– Вас, трудно не узнать, – явно расплылась в улыбке Елена Шамаханская.
– Слушай внимательно, – приказал он. – Я сейчас нахожусь в редакции, тебе срочно нужно переслать один рассказ в печатном виде. Ну, тот, про полкового дирижёра и лошадь.
– А-а-а, – припомнила Елена, – «Дирижёр-хоровик и лошадь»! Так он есть у редактора.
– Да, есть, но редактор дал ему другое название – «Танцы Италии» и просит внести правки. А чтобы не печатать заново текст, привези его на диске в набранном виде.
– При чём тут Италия? – оторопела Елена. – Рассказ – о том, как ребятишки с руководителем хора встречали Новый год в хоровой студии, и лошадь Талию.
– Какие талии? – возмутился Захар Сергеевич, удивляясь женской бестолковости. – У тебя рассказ про бабу в Италии?
– Про бабу на лошади, – возмутилась Елена.
Слушая диалог своих птенцов, Вадим Юрьевич не сдержался:
– Захар, ты не понял, слушай внимательно: «Танец Талии» – понимаешь? Лошадь звали Талия.
– А-а-а, – протянул Захар Сергеевич, – так бы и сказали, что про эскадрон. У тебя про полковую лошадь, что ли? – забубнил он в трубку.
– Эскадрон твоих мыслей шальных, – запела в трубку Елена, – в жёлтом доме излечат от них, – и добавила: – Сейчас подвезу. Что бы мы без вас делали, дорогой Захар Сергеевич! Без вас было бы страшно скучно.
– Как сказал Шекспир в девятнадцатом сонете: «Гуляй, рванина!» – пробурчал себе под нос Захар Сергеевич, собираясь в редакцию на юбилей главреда Лисянского.
– Рита-а… – где мой красный галстук? Сегодня я должен быть при параде.
– Знаю я твои парады, – откликнулась Рита. – После каждой «круглой» даты, все – круглые и «датые». Праздничный портрет не забудь! Я его в пакетик под вешалкой сложила.
Рита подошла к вешалке. Достала портрет. Они с Захаром два часа сидели у соседа, пока он на компьютере присобачивал голову Лисянского к генеральскому мундиру. Картина удалась на славу. На Риту смотрел взъерошенный Лисянский. Его творческое лицо, никак не вязалось с мундиром. Вздохнула засовывая портрет в пакет, глубже.

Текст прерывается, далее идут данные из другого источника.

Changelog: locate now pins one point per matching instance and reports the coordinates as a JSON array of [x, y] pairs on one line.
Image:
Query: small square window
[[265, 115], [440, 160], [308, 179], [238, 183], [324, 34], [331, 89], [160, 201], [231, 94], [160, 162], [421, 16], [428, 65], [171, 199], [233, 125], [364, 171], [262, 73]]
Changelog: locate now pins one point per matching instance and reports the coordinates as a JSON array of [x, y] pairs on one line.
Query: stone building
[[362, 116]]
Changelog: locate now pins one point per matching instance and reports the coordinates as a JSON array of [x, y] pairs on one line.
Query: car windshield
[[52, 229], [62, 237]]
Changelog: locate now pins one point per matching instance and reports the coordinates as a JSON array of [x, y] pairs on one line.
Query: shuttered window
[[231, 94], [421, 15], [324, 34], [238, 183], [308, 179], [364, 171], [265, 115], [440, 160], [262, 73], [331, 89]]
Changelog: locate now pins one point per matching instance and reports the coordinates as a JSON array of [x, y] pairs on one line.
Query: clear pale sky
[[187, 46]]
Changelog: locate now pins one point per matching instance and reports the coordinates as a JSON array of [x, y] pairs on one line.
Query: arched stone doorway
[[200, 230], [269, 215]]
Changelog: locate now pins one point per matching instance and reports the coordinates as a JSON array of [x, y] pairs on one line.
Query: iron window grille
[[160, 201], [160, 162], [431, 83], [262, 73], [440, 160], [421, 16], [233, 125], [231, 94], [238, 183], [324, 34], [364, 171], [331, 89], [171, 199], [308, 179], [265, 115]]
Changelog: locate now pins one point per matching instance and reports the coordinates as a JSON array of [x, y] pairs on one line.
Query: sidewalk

– Захар! Не перебирай с коньяком. С Богом. Каждый твой выход из дома – приключение.
В редакции толпился народ. Ванька Каинов откупоривал шампанское для Шамаханской. Альберт Никанорович Ягухин стоя перед Лисянским с рюмкой водки, громко вещал:
– А у меня тоже был смешной случай на поэтическом вечере. Читал я как-то лекцию китайским студентам, изучающим русский язык, и знаете, как меня представили… Альберт Ебухин!
– Правильно! – Брякнул Захар Сергеевич. – Это был урок мужества. Знаешь, что такое урок мужества? Это когда тебя склоняют по всем параграфам. Пролетела муха, когда вещал Ебухин. Экспромт.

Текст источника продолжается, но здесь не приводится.